Le président américain Donald Trump a condamné les législateurs, y compris des membres de son parti républicain, pour avoir voté en faveur d’une résolution visant à restreindre sa capacité à faire la guerre à l’Iran.
La déclaration de jeudi intervient un jour après que la Chambre des représentants américaine a adopté une résolution dite sur les pouvoirs de guerre, qui vise à limiter l’autorité guerrière de Trump sans autre approbation du Congrès.
La résolution, qui avait déjà échoué à trois reprises à la Chambre, a été adoptée par 215 voix contre 208, quatre républicains se joignant aux démocrates pour faire passer la mesure au-delà du seuil de majorité.

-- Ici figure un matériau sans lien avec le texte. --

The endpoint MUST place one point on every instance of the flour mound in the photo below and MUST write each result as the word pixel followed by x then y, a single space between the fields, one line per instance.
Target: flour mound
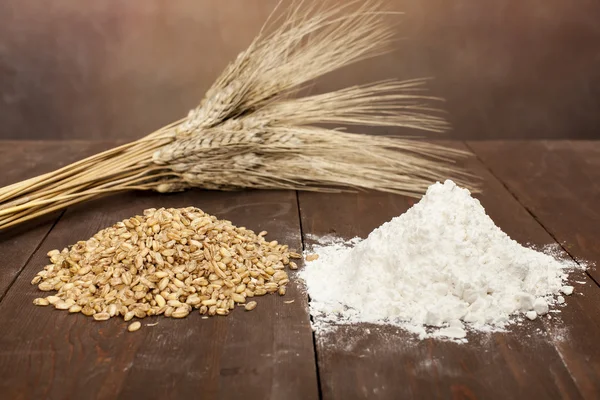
pixel 441 268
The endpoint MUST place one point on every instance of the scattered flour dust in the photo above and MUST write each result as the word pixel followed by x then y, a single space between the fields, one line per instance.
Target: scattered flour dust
pixel 438 270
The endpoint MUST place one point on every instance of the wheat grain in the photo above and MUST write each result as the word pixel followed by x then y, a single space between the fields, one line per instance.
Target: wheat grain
pixel 165 262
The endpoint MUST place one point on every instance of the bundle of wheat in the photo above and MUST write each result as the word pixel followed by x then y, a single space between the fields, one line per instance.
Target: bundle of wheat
pixel 251 132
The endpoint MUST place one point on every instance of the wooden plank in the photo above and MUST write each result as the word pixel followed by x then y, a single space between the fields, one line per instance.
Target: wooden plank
pixel 23 160
pixel 266 353
pixel 559 183
pixel 388 363
pixel 552 180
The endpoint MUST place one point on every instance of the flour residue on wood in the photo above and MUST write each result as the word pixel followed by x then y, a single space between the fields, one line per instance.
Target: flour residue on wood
pixel 439 270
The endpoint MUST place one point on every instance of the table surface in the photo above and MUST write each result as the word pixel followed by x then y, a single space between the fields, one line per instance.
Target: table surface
pixel 538 192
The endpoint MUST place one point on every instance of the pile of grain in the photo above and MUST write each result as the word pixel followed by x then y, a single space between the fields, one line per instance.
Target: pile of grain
pixel 168 261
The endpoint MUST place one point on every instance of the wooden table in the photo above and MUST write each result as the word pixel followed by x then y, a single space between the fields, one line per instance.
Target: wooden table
pixel 538 192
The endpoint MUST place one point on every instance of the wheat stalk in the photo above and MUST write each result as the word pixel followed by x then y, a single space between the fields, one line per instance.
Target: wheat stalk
pixel 252 130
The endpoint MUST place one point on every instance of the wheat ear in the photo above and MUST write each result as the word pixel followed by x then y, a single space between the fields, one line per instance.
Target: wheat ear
pixel 254 130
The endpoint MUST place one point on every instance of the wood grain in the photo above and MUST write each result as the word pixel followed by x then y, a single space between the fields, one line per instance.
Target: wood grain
pixel 559 183
pixel 22 160
pixel 390 363
pixel 266 353
pixel 114 69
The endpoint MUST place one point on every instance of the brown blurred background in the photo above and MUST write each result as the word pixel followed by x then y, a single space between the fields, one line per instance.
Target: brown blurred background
pixel 113 69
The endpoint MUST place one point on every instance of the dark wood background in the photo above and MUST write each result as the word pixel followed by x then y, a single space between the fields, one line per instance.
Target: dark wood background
pixel 119 69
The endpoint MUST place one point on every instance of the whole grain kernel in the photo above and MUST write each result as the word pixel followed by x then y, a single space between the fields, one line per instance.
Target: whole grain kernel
pixel 167 261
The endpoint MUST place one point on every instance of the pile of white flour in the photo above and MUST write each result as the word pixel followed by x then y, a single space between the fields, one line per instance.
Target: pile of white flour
pixel 439 269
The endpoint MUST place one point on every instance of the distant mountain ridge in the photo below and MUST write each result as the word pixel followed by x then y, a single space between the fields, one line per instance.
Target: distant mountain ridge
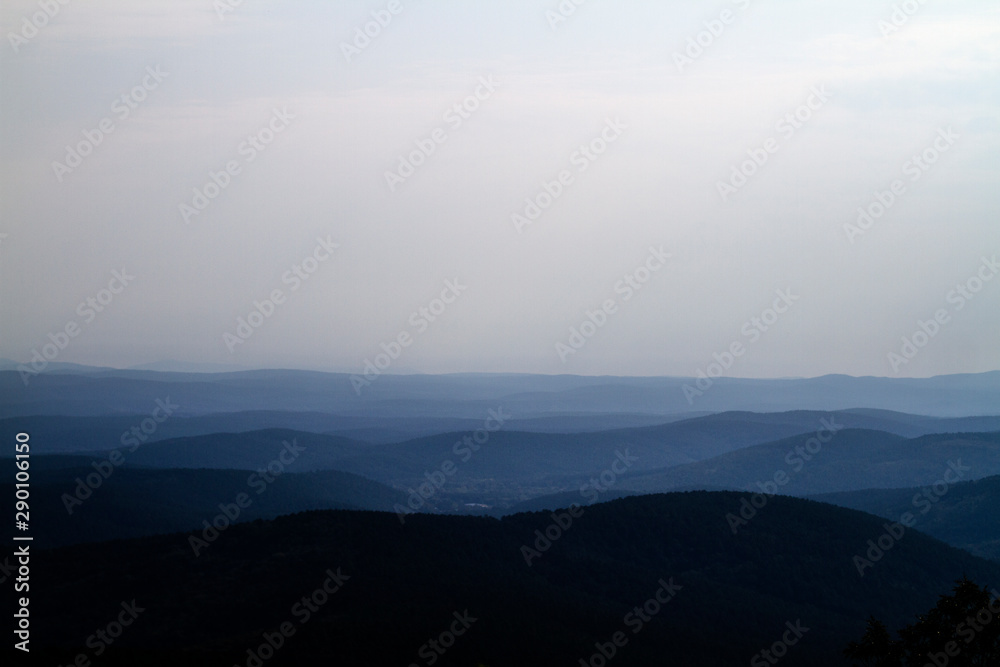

Sur sa plateforme en ligne Truth Social, Trump a critiqué les législateurs pour avoir adopté la résolution « en plein milieu de mes négociations finales pour mettre fin à la guerre avec la République islamique d’Iran ».
« Qui ferait une chose aussi antipatriotique », a écrit Trump.
Les efforts visant à parvenir à un accord de cessez-le-feu durable avec l’Iran ont progressé par à-coups, l’administration Trump alternant à plusieurs reprises entre menaces militaires et promesses selon lesquelles une percée diplomatique est à sa portée.
La dernière vague de négociations est au point mort, les deux parties échangeant des grèves limitées. Mercredi, Trump a de nouveau déclaré qu’un accord pourrait être conclu ce week-end.
Les principaux points de friction incluent l’avenir du programme nucléaire iranien et le contrôle du détroit d’Ormuz, une voie navigable clé.
L’administration Trump aurait eu du mal à mettre fin à l’emprise de l’Iran sur le détroit, et elle cherche à parvenir à un accord nucléaire qui semble plus fort que le Plan d’action global commun de 2015, un précédent accord visant à limiter les activités d’enrichissement d’uranium de l’Iran.
Trump a retiré unilatéralement le JCPOA en 2018, le qualifiant de « stupide » et de « défectueux ».
Dans le message de jeudi, Trump a particulièrement visé les quatre républicains qui ont voté en faveur de la résolution, dont son partisan de longue date, Thomas Massie du Kentucky, ainsi que Tom Barrett du Michigan, Warren Davidson de l’Ohio et Brian Fitzpatrick de Pennsylvanie.
Ce vote a été largement considéré comme le reflet de l’affaiblissement de l’emprise de Trump sur certains législateurs républicains avant les élections de mi-mandat de novembre.
« Les quatre Républicains, c’est une toute autre histoire. Ce sont des GRANDSTANDERS ! Ils devraient avoir honte d’eux-mêmes », a écrit Trump.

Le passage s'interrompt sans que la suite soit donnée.